The target demographic for Glow & Lovely is the 18 and above age group, and the bulk of the users are in the age 21–35 category, though there is evidence that girls as young as 12–14 also use the cream. As of 2012 the brand occupied 80% of the lightening cream market in India and is one of Hindustan Unilever's most successful cosmetics lines.

==Formula==
Glow & Lovely offers a range of product formulations including lotions, gels and soaps. According to Glow & Lovely's website the product uses vitamin B3, glycerine, UVA and UVB sunscreens in its formula. Glow & Lovely has also announced the addition of vitamins C, B6, E and allantoin to their product.

==Health concerns==

Glow & Lovely is widely considered to be a skin lightening cream, and skin lightening which is done for cosmetic reasons is sometimes associated with negative impacts on well-being.

==Advertisement issues and criticism==
Glow & Lovely suffered controversy under its previous name "Fair & Lovely". Aggressive marketing campaigns in India are shown to use Bollywood celebrities to promote 'fair' as beautiful and 'dark' as ugly, leading critics to charge the firm with promoting colourism. Fairness cream brand promotions in the Indian market use the same method of advertising, ridiculing a young girl for having dark skin and not doing enough to lighten it, pointing to the cream as the needed solution.

Advertisements target middle to lower income groups of whom 20% to 30% buy skin lightening products over the counter, through friends, or online, without consulting a specialist. Those who may not have a lot of income cannot opt to go for products that are expensive. Nor are they able to speak with specialists that may guide them in their skincare. So they opt to buy the first product they find, in this case 'Glow & Lovely.'

Marketing campaigns of the product have been criticized for promoting colorism. Marketing for the product in all countries implies that whiter skin equates to beauty and self-confidence. Hindustan Unilever Limited research claims that "90 per cent of Indian women want to use whiteners because it is aspirational, like losing weight. A fair skin is, like education, regarded as a social and economic step up." Following this controversy, in a 2007 television advertisement for Ponds White Beauty, actor Saif Ali Khan expressed preference for the fair-skinned Neha Dhupia over the darker-skinned Priyanka Chopra. The company suspended television advertisements for the product.

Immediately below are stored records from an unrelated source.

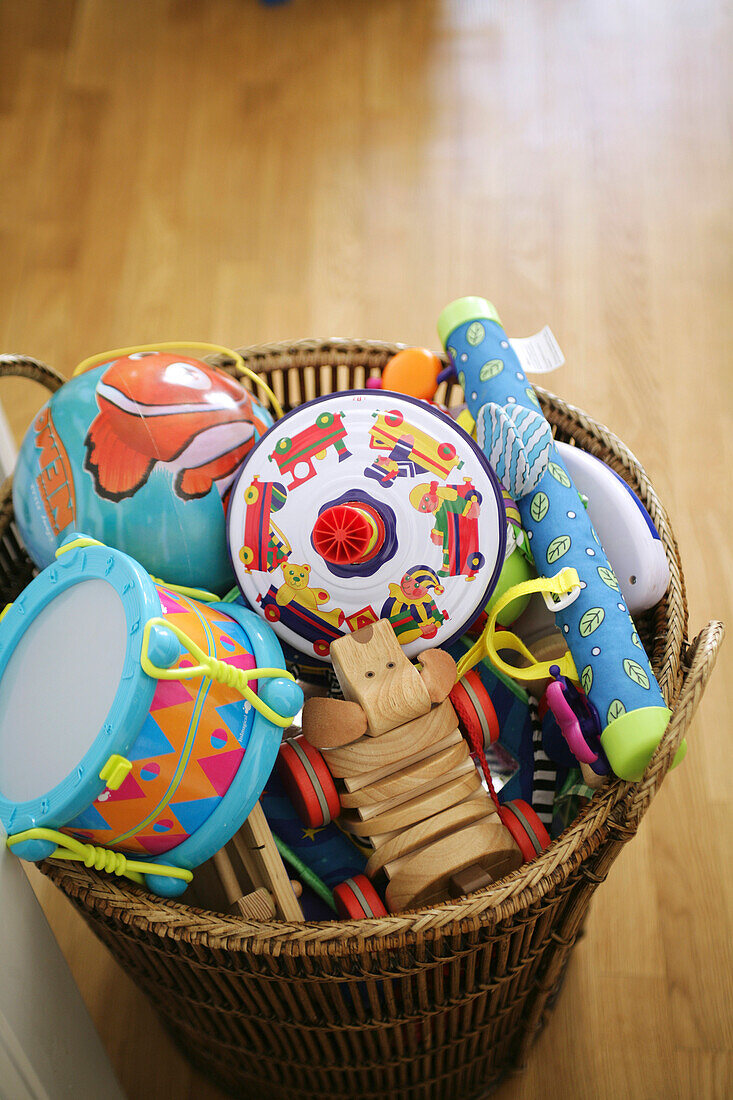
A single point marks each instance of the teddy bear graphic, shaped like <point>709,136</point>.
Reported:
<point>295,589</point>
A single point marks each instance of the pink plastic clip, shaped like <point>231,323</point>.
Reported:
<point>569,724</point>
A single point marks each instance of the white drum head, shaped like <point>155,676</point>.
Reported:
<point>367,505</point>
<point>57,688</point>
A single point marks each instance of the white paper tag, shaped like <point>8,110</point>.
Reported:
<point>538,354</point>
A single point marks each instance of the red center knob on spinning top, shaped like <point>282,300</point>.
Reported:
<point>348,534</point>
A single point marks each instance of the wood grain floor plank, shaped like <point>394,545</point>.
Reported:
<point>231,172</point>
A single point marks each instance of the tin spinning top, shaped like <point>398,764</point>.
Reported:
<point>367,505</point>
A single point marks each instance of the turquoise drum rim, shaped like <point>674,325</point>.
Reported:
<point>134,694</point>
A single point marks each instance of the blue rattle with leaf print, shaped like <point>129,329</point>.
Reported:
<point>613,668</point>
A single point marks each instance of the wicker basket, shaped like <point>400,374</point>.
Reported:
<point>434,1003</point>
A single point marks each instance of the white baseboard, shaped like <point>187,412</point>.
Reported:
<point>8,449</point>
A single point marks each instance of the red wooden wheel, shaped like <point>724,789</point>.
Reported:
<point>474,710</point>
<point>357,898</point>
<point>525,826</point>
<point>308,782</point>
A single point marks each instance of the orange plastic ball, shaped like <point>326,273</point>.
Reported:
<point>413,371</point>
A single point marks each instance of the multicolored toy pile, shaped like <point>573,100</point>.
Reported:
<point>337,545</point>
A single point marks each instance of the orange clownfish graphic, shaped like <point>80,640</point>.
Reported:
<point>166,410</point>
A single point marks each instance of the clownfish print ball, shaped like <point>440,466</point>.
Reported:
<point>140,452</point>
<point>175,411</point>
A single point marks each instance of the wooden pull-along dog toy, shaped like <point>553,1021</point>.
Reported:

===Company response and rebranding===
In 2020, the manufacturer responded to criticism associating the product with colorism. Sunny Jain, President Beauty & Personal Care stated the company recognizes that the use of the words 'fair', 'white' and 'light' is not ideal. Jain also announced changes in advertising, communication and packaging in South Asia. Glow & Lovely also announced in 2020, they plan to feature women of different skin tones, representative of the variety of beauty across India and other countries.

In 2020, Hindustan Unilever announced the rebranding of its flagship brand Fair & Lovely, removing the word 'Fair' and using 'Glow' instead. The brand was renamed to 'Glow & Lovely'.

At the time of the rebranding, Unilever stated that 'Fair & Lovely has never been, and is not, a skin bleaching product', instead it was intended to be a product which would 'improve skin barrier function, improve skin firmness, and smooth out skin texture'.

===Critical response to rebranding===
Critics responded to the rebranding by criticizing the continuing sale of the product and expressing concerns that changing the name of the product does not address how colorism is still prevalent in the community. Former Procter and Gamble executive Alex Malouf stated, "None of these companies has said we're going to discontinue these products, despite the reputational challenge." Critic and activist Mirusha Yogarajah stated in response to Unilever's announcement, "If you're changing the advertising to where they're not promoting light skin, that's reasonable, but if you're still selling the product, that doesn't mean much".